- Package:
- initramfs-tools
- Source:
- initramfs-tools
- Submitter:
- Lukas Wunner
- Date:
- 2025-04-14 07:54:01 UTC
- Severity:
- wishlist
Dracut, which provides linux-initramfs-tool and is thus an alternative to initramfs-tools, supports restoring the initrd on shutdown and pivoting into it: https://www.kernel.org/pub/linux/utils/boot/dracut/dracut.html#_dracut_on_shutdown One example where this is needed is a ZFS root filesystem: A clean shutdown requires unmounting the root filesystem and exporting the ZFS storage pool containing that filesystem. Dracut modules may contain shutdown scripts which are called after the system has pivoted to the initrd. In the case of ZFS, the shutdown script looks like this: https://github.com/zfsonlinux/zfs/blob/master/dracut/90zfs/export-zfs.sh.in This is not specific to ZFS but affects anyone having the root filesystem on an LVM. Currently, dracut is the only option for these folks. It would be nice if initramfs-tools supported a shutdown procedure akin to dracut to give people a choice.

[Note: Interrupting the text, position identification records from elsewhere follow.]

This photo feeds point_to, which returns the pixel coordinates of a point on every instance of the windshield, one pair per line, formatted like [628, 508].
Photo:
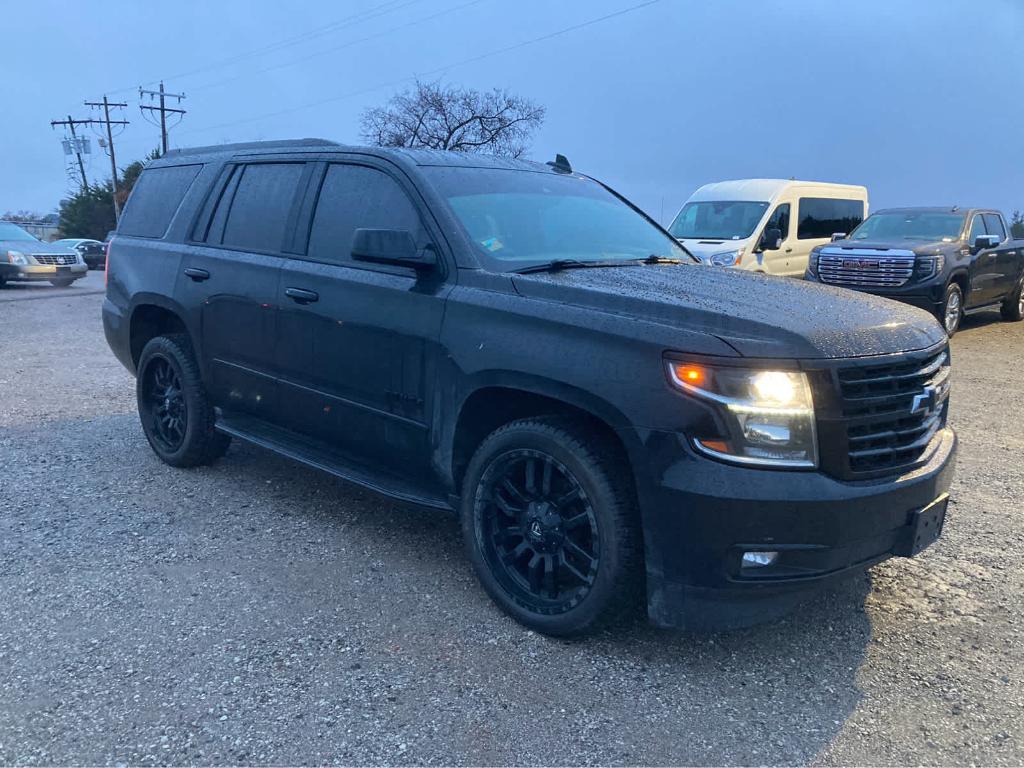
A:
[731, 219]
[13, 231]
[930, 225]
[522, 218]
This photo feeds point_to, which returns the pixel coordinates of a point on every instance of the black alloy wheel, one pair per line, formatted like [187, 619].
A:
[164, 403]
[551, 525]
[540, 531]
[177, 416]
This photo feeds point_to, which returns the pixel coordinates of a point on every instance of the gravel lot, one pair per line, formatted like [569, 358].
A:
[257, 611]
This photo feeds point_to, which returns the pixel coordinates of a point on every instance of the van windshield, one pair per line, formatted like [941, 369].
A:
[13, 231]
[728, 219]
[523, 218]
[930, 225]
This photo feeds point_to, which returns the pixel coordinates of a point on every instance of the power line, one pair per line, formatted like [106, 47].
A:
[349, 44]
[108, 124]
[384, 8]
[76, 144]
[435, 71]
[163, 109]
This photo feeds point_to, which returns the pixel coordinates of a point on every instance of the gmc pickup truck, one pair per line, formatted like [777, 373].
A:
[614, 424]
[949, 261]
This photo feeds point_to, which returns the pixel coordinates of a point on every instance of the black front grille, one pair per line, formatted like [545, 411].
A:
[892, 412]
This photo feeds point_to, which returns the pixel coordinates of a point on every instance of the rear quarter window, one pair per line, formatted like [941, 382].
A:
[156, 199]
[820, 217]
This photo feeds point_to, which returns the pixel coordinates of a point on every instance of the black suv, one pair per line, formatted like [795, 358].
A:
[517, 342]
[950, 261]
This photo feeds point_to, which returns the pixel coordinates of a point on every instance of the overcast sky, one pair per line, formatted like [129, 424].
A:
[921, 100]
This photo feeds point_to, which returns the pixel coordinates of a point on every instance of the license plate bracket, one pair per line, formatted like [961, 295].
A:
[924, 527]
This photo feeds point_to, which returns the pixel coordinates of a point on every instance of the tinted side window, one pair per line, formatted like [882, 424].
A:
[819, 217]
[994, 225]
[977, 228]
[779, 219]
[261, 205]
[155, 200]
[352, 198]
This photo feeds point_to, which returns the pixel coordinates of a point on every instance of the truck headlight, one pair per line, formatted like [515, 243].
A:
[727, 258]
[768, 416]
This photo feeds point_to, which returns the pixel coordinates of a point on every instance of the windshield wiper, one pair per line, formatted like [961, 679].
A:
[558, 264]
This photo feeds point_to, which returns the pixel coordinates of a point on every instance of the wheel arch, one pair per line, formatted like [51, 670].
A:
[500, 397]
[153, 315]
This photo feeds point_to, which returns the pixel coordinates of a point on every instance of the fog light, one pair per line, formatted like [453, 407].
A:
[759, 559]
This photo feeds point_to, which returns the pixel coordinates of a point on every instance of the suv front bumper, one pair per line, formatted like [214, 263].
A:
[700, 516]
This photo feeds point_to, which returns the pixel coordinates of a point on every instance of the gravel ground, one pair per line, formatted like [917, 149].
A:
[258, 611]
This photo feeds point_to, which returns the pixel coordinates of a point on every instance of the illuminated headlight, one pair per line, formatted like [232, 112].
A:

Hi, Lukas Wunner: I might try to come up with a hackish PoC for Tails soon (rationale for the curious: we will soon start relying on the kernel's memory poisoning to erase most memory on shutdown; this can only work if the read-write branch of our aufs filesystem is unmounted on shutdown, and switching to dracut is a longer-term project, so our options so far are either hacking this support into initramfs-tools, or using a dracut-generated initrd for shutdown only). FWIW Arch Linux' mkinitcpio also does: https://git.archlinux.org/mkinitcpio.git/tree/shutdown Details of the needed interface can be found in: * https://www.freedesktop.org/wiki/Software/systemd/InitrdInterface/ * https://www.freedesktop.org/wiki/Software/systemd/RootStorageDaemons/ * systemd-shutdown(8) Cheers,
Hi,
intrigeri:
Here we go! Installing the four following files (slightly adapted to
drop a couple Tails-specific bits) on a Stretch system seems to do the
job. I hope it can allow interested people to validate this approach,
and then if there's enough demand I bet someone will integrate it into
initramfs-tools properly :)
If additional cleanup must be done from inside the initramfs after
returning to it, drop snippets in /usr/share/initramfs-tools/hooks/*
that install the required scripts into /lib/systemd/system-shutdown/
*in the initramfs*. E.g. for Tails I had to do quite more work there
to ensure the aufs stack our root filesystem uses is disassembled
properly (again in order to have the aufs read-write branch, on tmpfs,
cleaned up and its content erased by Linux' memory poisoning); I'll
contribute this code to live-boot if/when this feature is properly
integrated into initramfs-tools.
I don't know if I'll work more on this wrt. initramfs-tools.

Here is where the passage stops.